There were loud cries for TOBY, M.P., but the Hon. Member begged to be excused from making a speech on this occasion. For one reason he shrank from coming into competition in the lists of platform-speaking with his revered friend and Leader. Another thing was, he was really so overcome by the honour just done him, that he could not trust himself to speak. He would write—as soon as the new Parliament met.
After the customary votes of thanks had been carried by acclamation, the new Member was hoisted shoulder-high by the enthusiastic mob, and carried off to his country residence, The Kennel, Barks, where he will remain during the Recess.
* * * * *
[Illustration: THE IMPORTANCE OF EXTERNALS.
“BUT WHY DON’T YOU SEND FOR DR. MASHER, AUNT JANE? HE’S THE CLEVEREST DOCTOR IN THE WHOLE COUNTY!”
“OH, MY DEAR, I COULDN’T! HE DRESSES SO IRRELIGIOUSLY!”]
* * * * *
VOTES AND THE MAN!
“One Man, one Vote!” A fine,
fair-sounding plan!
Would we could also get “One Vote,
one Man!”
Then we might also reach, “One Vote,
one value.”
But, England, you have never found, nor
shall you,
Alas! (despite the democracy’s promoter)
That real manhood always marks the voter;
Or fearing neither knave’s device,
nor “rough” rage,
We’d trust the State to a true
Manhood Suffrage!
* * * * *
FROM TAPLOW.
First ’Arry. I’ll tell you a good name for a Riverside Inn—“The ’Av-a-launch.”

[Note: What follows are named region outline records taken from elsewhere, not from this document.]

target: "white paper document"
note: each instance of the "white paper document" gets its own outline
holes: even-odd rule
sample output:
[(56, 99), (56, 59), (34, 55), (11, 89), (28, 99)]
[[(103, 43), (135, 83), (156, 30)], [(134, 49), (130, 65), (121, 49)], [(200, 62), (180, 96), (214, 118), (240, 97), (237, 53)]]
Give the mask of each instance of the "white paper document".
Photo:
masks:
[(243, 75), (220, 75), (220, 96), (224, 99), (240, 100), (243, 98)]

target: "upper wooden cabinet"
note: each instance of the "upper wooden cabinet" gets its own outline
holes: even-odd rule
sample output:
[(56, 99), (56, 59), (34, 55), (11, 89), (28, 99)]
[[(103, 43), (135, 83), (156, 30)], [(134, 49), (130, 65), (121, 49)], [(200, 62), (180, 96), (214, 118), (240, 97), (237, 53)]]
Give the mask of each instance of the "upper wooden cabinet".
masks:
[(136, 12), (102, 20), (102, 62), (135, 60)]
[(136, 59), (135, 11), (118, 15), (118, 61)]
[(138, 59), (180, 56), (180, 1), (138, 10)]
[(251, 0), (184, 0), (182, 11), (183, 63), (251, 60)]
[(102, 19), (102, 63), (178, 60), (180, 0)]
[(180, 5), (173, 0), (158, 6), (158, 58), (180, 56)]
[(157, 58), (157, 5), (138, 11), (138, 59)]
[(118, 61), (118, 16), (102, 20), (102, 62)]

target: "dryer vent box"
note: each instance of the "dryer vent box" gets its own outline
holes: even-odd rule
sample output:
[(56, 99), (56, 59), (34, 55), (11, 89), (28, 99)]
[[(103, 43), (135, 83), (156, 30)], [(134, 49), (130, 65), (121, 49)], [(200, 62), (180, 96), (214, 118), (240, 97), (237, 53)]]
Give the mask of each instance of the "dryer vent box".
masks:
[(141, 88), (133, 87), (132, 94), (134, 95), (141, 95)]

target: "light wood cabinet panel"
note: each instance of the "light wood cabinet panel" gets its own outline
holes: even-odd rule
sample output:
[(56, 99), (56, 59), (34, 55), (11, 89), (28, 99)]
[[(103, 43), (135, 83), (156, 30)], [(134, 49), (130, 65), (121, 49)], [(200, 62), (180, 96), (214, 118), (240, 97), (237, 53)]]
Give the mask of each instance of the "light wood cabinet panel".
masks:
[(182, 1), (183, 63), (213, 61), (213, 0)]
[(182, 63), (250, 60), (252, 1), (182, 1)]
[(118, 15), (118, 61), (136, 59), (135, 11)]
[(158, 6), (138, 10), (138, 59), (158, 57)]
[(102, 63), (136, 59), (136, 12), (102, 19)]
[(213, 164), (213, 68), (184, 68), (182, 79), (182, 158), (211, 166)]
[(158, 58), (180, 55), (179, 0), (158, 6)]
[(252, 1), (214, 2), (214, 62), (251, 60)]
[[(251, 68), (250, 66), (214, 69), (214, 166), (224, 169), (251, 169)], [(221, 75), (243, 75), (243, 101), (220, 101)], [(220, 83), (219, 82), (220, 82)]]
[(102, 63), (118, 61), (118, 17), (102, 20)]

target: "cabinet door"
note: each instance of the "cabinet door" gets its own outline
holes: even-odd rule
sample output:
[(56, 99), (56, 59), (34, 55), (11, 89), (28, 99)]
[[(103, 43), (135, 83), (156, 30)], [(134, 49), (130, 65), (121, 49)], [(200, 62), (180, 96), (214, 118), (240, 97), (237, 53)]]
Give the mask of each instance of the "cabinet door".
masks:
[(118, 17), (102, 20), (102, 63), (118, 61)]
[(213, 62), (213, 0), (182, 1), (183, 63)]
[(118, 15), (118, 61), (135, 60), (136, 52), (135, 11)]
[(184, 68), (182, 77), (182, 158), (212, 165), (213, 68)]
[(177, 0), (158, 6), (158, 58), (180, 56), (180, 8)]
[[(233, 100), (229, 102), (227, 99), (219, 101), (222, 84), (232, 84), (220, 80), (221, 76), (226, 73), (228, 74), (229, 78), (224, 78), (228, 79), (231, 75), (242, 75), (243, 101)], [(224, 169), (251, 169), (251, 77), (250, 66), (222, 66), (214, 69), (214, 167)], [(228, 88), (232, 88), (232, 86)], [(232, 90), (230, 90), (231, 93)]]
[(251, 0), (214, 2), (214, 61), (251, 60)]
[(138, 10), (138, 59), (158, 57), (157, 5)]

Second ’Arry. I’ll tell you a better—“The ’Ave-a-lunch.” Come along!
* * * * *
[Illustration: WHITE LIES.
Frisky Spinster. “HOW MANY DANCES ARE YOU GOING TO GIVE ME TO-NIGHT, CAPTAIN WAXHAM?”
Captain Waxham. “OH, I’M SO SORRY, BUT THERE’S NOT ENOUGH MEN, YOU KNOW, AND I’VE JUST BEEN TOLD OFF BY MRS. MASHAM TO DANCE WITH THE GIRLS WHO—A—WHO ARE NOT LIKELY TO GET PARTNERS!”